Es cierto que puede ser muy útil, pero no todo el mundo debería modificar opciones de ella sin conocer previamente qué podría ocurrir, ya que de primeras puede parecer una buena opción, pero incluso podríamos quedarnos sin acceso al sistema si tocamos lo que no debemos.
Todo lo que debemos saber de la BIOS
Entrar en la BIOS puede sonar más complicado de lo que realmente es. En realidad, es solo una pantalla “especial” que aparece antes de que arranque Windows, y desde ahí puedes cambiar cosas básicas del ordenador.
Normalmente, se entra pulsando una tecla nada más encender el PC, como F2, Supr o Esc, dependiendo de la marca.

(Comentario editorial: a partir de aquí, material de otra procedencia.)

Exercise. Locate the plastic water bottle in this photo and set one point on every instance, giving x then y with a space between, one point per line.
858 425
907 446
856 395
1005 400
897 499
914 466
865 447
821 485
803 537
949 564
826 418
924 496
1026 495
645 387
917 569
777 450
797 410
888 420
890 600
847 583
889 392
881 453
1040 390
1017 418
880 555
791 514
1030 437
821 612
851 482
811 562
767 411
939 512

No tiene mucho misterio, pero hay que hacerlo justo al principio, porque si pasa el logo de Windows ya es tarde y habrá que reiniciar de nuevo el equipo para tener opción a entrar.
Dentro de la BIOS verás un menú bastante simple. No es como Windows, aquí no hay ventanas bonitas ni ratón (en algunos equipos sí, pero no siempre). Todo está más “técnico”, pero tampoco es imposible de entender si vas con cuidado, ya que solo hay que ir leyendo y pulsando las teclas que nos indican.
Lo más importante es saber esto: no todo lo que puedes cambiar ahí deberías tocarlo. Hay opciones que están ahí para cosas muy concretas, y si las cambias sin saber, el ordenador puede dejar de arrancar bien o empezar a dar fallos raros.
Por ejemplo, algo típico es cambiar el orden de arranque sin querer. Esto hace que el PC intente iniciar desde un USB vacío o desde el disco equivocado, y entonces parece que “se ha roto”, cuando en realidad solo está mal configurado.